The Occupational Safety and Health Administration is warning that budget cuts could lead to fewer safety inspections in 2020. OSHA says that they have lost a lot of veteran inspectors due to attrition and are facing an influx of young and inexperienced ones taking their place. The agency is warning that in the fiscal year 2020, they will only be able to conduct 33,293 inspections, which is 108 fewer than in 2019.

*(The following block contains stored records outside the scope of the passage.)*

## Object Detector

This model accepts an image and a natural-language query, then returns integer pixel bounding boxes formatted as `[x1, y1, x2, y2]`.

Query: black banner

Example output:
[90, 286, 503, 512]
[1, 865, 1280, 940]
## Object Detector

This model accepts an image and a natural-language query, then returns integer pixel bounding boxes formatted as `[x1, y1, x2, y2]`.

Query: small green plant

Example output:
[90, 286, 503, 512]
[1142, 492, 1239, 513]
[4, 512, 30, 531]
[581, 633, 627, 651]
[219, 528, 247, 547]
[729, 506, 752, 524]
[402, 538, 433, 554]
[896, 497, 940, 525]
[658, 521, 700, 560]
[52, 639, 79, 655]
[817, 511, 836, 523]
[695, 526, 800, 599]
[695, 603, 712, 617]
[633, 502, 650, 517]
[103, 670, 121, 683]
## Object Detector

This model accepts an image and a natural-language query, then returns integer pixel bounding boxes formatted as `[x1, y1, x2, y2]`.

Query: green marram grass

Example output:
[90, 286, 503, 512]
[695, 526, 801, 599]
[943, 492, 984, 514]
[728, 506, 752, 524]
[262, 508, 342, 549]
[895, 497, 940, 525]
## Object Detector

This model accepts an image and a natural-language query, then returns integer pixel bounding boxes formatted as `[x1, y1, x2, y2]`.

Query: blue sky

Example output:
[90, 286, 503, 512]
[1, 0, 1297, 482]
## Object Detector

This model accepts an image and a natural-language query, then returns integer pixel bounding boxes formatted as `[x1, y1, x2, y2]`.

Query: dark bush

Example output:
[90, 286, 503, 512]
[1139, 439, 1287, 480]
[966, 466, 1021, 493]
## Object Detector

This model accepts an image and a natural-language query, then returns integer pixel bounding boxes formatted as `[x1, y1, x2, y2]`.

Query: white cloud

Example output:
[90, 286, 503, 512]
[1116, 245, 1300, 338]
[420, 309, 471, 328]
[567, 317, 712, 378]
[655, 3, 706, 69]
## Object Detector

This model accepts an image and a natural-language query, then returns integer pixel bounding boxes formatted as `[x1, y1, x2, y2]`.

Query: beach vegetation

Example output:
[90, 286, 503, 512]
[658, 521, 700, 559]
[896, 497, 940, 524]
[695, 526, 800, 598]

While OSHA is asking for more money to ensure that new inspectors are hired and that they are properly trained, Trump’s budget cuts funding to the agency by $4.4 Million. Overall, Trump is proposing a 10% cut to the Department of Labor’s budget. Many of the cuts would come from the elimination of the Chemical Safety Board (CSB) and OSHA’s Susan Harwood Training Grant Program. The CSB is an important agency that works like the NTSB in investigating serious chemical incidents and making safety recommendations for preventing them in the future. The Harwood Grant helps to fund training and education for workers and employers on workplace safety and health hazards. They specifically target high hazard industries and ones with workers who are underserved and low literacy. This means that there will be fewer inspections on jobs like the New Orleans Hard Rock hotel and there will be less money for safety training for those employers.

The only good news is that these cuts aren’t likely to happen. Trump has proposed them each of the past three years, using almost identical language. Congress has instead rejected them and restored some or all of their funding. For the 2021 budget, Congress is proposing $1.5 billion more than Trump is requesting.